Image: JOHANNES EISELE/AFP/Getty Images.
No one is more aware of the power a single photograph can wield than Massoud Hossaini. His shot of a twelve year old girl screaming in the immediate aftermath of a Kabul suicide bombing was awarded a Pulitzer Prize yesterday, but while it’s obviously an honour, one wonders whether this particular award might be something of a poisoned chalice too.
Image via iconicphotos.com.
No one can forget the harrowing shot of a small girl being stalked by a vulture, taken by Kevin Carter in 1993. Carter won the Pulitzer for the image in April 1994, but committed suicide a few months later, unable to deal with the atrocities he had witnessed and the criticism he had received for not helping the child.

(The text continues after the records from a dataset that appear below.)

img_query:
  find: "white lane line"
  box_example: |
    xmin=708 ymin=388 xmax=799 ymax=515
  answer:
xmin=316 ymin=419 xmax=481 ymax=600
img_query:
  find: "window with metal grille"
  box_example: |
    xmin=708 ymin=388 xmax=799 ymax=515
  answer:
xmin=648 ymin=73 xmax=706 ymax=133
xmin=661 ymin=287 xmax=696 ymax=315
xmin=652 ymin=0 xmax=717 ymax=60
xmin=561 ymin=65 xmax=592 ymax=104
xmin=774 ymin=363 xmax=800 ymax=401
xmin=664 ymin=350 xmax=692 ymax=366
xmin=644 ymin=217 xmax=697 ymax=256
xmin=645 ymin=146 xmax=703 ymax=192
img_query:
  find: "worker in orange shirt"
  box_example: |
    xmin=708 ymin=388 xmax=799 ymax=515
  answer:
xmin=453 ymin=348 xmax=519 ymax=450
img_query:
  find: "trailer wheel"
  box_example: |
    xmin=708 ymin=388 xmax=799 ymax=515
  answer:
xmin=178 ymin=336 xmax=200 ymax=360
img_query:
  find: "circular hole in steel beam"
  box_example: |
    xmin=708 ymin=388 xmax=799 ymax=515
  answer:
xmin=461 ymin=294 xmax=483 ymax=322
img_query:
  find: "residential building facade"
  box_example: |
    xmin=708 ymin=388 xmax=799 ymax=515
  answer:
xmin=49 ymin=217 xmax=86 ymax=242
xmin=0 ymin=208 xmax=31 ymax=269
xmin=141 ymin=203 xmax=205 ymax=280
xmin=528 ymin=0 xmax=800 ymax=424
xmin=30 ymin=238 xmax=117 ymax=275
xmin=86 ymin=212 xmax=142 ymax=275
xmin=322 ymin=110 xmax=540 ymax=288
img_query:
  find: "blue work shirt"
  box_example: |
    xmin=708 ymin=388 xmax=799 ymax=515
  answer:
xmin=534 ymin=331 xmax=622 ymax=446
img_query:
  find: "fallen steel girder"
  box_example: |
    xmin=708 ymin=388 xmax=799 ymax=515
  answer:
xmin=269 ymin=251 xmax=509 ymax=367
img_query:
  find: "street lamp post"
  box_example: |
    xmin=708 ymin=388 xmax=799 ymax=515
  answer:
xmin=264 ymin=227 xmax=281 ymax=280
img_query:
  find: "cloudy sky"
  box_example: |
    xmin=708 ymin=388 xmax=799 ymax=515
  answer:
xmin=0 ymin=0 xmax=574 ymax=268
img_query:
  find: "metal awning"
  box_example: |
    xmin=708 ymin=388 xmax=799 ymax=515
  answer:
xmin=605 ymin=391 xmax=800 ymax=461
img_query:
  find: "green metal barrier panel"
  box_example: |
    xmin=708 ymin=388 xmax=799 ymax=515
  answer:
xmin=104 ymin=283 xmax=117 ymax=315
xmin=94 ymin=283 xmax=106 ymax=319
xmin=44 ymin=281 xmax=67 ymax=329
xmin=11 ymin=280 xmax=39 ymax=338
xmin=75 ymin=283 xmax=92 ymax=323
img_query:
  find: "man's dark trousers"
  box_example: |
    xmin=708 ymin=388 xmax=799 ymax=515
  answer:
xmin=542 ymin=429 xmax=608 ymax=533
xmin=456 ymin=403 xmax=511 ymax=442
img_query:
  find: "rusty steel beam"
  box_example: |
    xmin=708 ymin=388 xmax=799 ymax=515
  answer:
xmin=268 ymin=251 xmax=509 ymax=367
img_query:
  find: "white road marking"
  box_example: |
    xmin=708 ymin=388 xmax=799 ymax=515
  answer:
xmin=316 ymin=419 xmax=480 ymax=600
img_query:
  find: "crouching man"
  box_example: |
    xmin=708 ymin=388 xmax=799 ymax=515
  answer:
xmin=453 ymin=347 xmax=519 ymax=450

A photograph of Massoud Hossaini celebrating in front of his prize winning picture (top) is is already being criticised for insensitivity to the subject matter, as are his comments.
Women were asking me, “Help, help, help,“‘ he reportedly said. “I couldn’t. I was recording and I was taking pictures.”
It’s awfully easy to criticise a person from the comfort of our armchairs for the decisions they make when under intense pressure. Kevin Carter’s legacy was a heightened awareness of the famine in Sudan, but his lens couldn’t protect him from the agony of what he saw.
Perhaps we would prefer it if these people did not take pictures of the atrocities taking place in this world every day?
It’s so intrusive to our illusion that all is well in the world, isn’t it?